# Gear Head Mouse Doesn't work



## rindok (Jan 23, 2005)

Hello everyone!

I have a Dell D630 Latitude Laptop and I'm running windows 7 Ultimate. I am trying to install the drivers for a gearhead optical 2.4 ghz wireless mouse that I just purchased from Fry's Electronics. The computer detects that I've plugged in the mouse, and it SAYS that it has installed the drivers for the mouse successfully. However, the mouse doesn't do anything at all. 

Yes, I have turned it on. 

Yes, the batteries are in. 

The red light on the bottom is glowing. 

The receiver is plugged into a USB port. I have tried plugging it into several USB ports which I have confirmed are working properly for other devices. 

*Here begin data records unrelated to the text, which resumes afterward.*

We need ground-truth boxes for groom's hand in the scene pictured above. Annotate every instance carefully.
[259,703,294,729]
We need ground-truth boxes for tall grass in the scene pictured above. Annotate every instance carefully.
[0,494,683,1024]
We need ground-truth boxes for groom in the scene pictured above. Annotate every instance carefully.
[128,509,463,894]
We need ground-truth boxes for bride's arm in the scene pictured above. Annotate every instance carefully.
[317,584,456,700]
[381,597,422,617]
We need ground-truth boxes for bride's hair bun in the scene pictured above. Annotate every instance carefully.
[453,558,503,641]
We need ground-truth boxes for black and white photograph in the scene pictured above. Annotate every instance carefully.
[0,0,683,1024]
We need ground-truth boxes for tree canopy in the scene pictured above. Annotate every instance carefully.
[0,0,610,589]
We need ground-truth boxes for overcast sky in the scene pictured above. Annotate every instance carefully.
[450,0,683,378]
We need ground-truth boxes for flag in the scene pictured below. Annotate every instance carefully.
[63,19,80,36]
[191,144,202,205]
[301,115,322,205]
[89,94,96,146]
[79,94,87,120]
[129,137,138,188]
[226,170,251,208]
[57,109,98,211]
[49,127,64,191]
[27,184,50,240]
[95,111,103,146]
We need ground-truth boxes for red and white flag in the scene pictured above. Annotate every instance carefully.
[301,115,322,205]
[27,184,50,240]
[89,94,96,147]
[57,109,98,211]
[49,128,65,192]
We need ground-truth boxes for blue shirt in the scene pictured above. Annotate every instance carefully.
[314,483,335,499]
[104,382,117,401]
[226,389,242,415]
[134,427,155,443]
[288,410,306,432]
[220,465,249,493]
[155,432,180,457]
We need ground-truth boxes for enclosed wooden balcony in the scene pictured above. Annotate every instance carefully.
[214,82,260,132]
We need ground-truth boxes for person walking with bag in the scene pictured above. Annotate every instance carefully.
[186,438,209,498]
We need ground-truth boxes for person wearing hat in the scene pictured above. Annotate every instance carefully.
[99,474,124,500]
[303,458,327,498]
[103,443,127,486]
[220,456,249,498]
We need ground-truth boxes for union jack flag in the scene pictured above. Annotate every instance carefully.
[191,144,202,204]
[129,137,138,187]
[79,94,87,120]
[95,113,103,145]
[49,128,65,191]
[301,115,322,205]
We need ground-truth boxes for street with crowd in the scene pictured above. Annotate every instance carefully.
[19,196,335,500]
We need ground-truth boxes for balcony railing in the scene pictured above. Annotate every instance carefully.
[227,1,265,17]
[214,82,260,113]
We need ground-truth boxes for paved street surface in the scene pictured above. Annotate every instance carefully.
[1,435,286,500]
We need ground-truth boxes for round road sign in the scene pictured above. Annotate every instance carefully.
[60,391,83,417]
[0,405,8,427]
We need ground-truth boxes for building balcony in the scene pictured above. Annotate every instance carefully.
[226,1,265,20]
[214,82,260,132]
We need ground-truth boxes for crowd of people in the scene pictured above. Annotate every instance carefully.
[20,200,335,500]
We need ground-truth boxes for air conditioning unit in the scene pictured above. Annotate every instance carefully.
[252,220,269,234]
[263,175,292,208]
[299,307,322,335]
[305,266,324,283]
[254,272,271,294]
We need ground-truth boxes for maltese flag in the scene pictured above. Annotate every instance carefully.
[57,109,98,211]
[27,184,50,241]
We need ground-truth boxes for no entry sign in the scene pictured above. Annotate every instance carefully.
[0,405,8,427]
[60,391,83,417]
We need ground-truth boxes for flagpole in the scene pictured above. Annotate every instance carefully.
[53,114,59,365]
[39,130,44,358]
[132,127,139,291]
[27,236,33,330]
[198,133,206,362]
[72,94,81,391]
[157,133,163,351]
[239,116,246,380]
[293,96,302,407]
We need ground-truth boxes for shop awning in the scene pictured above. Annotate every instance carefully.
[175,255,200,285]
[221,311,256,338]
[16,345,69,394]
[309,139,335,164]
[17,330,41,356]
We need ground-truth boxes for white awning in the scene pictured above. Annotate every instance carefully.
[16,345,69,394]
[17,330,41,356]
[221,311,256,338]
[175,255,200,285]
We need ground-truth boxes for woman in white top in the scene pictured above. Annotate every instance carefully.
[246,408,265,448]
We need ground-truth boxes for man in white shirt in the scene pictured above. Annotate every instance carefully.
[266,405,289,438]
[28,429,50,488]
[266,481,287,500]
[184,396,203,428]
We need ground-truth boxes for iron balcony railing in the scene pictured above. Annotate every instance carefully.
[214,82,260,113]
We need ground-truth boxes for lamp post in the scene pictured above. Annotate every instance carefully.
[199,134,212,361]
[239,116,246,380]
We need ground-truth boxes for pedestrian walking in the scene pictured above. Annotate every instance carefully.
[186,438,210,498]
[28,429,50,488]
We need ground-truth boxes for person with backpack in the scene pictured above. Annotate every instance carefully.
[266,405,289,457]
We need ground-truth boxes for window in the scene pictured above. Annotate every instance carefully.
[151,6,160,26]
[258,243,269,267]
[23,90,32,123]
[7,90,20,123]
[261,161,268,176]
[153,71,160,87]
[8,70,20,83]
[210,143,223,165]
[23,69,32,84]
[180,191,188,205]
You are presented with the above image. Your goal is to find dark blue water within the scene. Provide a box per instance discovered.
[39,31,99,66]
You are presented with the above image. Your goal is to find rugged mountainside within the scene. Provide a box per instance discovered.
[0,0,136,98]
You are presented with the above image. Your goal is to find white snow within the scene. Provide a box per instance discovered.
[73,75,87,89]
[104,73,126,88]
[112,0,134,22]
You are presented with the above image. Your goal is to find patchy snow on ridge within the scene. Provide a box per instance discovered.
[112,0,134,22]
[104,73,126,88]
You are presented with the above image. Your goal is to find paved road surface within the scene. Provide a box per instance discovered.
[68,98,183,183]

Any ideas? Do I need to disable the touch mouse on the laptop before the external mouse will work? 

Thanks in advance!


----------



## dai (Jul 2, 2004)

is it listed in the device manager

see if windows update picks up any driver for it

you should not have to disable the touchpad


----------



## shannitang (Mar 31, 2015)

Mine had the same issue until I unplugged my USB Plug and plug it back in hearing my laptop acknowledging a device had been added. Not sure what else would help


----------



## joeten (Dec 4, 2008)

After 3 years I believe the OP may have moved on.
Thread closed.


----------